What I am writing here is definitely not the whole picture. There is rarely a whole picture. But I felt the need to write a few words for my "circle" out there who might be wondering what's the problem with Cyprus, at least from my perspective.
If you know a bit of history of the 2 communities, skip the next 3 paragraphs.
What is the context
1. In Cyprus, for more than 5 centuries, there are both a Greek Cypriot community and a Turkish Cypriot one. That means that there are people here who speak Greek (mainly the Greek Cypriot dialect) and are traditionally mostly Christians - they also usually consider themselves Greek descendants (from the times before year 0 and on); and there are people who speak Turkish (a dialect as well) and are traditionally Muslim and also usually consider themselves descendants of Turks (mainly since the Ottoman conquest of Cyprus in the 16th century).
2. Both communities lived more or less harmoniously and both religions and languages were respected. The two communities were not living separately. After the Ottoman Empire comes the British rule. The smart British decide to divide the two communities: schools for GC in one village and for TC in another etc (you know how it goes). The island of Cyprus soon became an incubator of nationalistic passions ready to explode.
3. In the 50's, GCs started the fight against the British rule, aiming unification with Greece. After the fighting ended, the British gave us instead "independence." (I won't really explain the quotation marks here, but in short it's funny to be independent but then have 3 "guarantors" in the Constitution:UK, Greece & Turkey).
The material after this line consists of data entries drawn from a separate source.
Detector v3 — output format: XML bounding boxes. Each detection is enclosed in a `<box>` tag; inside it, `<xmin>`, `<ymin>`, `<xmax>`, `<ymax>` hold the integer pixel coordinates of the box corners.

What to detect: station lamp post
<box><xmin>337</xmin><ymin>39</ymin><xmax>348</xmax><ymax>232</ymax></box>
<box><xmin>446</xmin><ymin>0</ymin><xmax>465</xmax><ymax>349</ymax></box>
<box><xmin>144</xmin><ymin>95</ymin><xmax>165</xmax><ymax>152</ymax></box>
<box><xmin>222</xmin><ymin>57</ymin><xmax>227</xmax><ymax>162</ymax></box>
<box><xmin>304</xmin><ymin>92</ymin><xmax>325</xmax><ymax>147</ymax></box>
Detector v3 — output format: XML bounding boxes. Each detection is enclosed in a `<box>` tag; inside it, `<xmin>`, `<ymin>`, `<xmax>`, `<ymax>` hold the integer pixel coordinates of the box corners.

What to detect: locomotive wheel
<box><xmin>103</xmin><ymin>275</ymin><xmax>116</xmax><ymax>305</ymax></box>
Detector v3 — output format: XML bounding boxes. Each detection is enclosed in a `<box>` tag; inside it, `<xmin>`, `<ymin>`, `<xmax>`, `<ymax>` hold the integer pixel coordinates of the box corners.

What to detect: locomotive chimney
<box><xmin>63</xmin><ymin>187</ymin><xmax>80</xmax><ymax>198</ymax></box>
"Greek Cypriots and Turkish Cypriots"
If you are a Cypriot, according to our marvelous Constitution, you need to be either Greek-Cypriot or Turkish-Cypriot. You can't just be CYPRIOT! (You can sense the British authorship there...) So, after the signing of the agreement for "independence" and the adoption of our Constitution, to put it bluntly, nothing went well: loads of inter-communal violence, political crises etc. The UN had to come over in the 60's with a peacekeeping mission (they are still here today, more than 50 years later). Things were not very much better really, and in the 70's, more violence erupted.
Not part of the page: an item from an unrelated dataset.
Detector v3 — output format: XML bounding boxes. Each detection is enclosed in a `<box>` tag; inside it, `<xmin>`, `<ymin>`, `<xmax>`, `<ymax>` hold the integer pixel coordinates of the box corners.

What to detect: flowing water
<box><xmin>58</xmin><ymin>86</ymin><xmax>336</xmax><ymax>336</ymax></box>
And here is when number 44 comes in. In 1974, 44 years ago, on the 15th of July there was a coup organised by a right-wing nationalistic paramilitary group against the President of Cyprus at the time (who was funny enough the Archbishop as well...). Five days later and exactly 44 years ago Turkey, under its "guarantor" hat, decides to intervene in order to "re-establish the Constitutional order." This intervention was considered by the UN an "invasion" and the territories under the Turkish rule an "occupied territory."
Today, the situation has not changed in terms of occupation, but the language has soften. No one talks in Europe about a part of EU territory under occupation (Turkish occupation), even though the whole island is part of the EU (with a special agreement concerning the occupied part). No one talks about occupation anymore. No one talks about the rights of the TC violated that are being violated and their isolation from the "outside world" as a community. Both GC and TC communities have suffered and still suffer from the war and its consequences. We forget too quickly and we only focus on our little bubble.
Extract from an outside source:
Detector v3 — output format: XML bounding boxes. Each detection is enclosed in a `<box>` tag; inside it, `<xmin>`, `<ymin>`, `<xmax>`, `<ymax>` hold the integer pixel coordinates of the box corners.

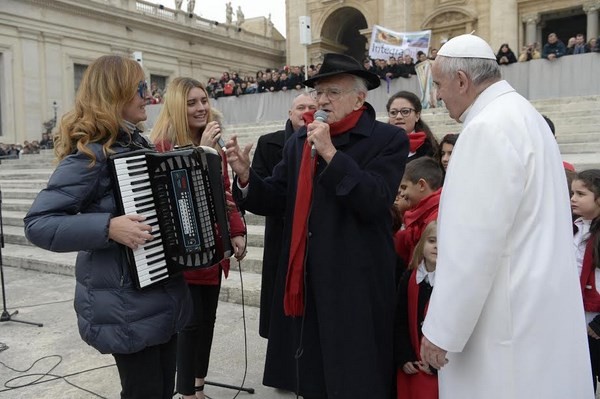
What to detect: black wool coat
<box><xmin>234</xmin><ymin>104</ymin><xmax>409</xmax><ymax>399</ymax></box>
We know that GC and TC can harmoniously live together; it's happened before and it's happening now (in a smaller scale). With so much happening around us (wars and instability) we should build on the strong cards we have and build viable peace.
I don't know why I wrote this. I guess I needed to say something and express the sadness of the situation. But then also to reflect on the nice initiatives that are taking place to bring the 2 communities together and build a CYPRIOT identity instead of a "Greek Cypriot" and "Turkish Cypriot." And arts is always a good start to bring people together!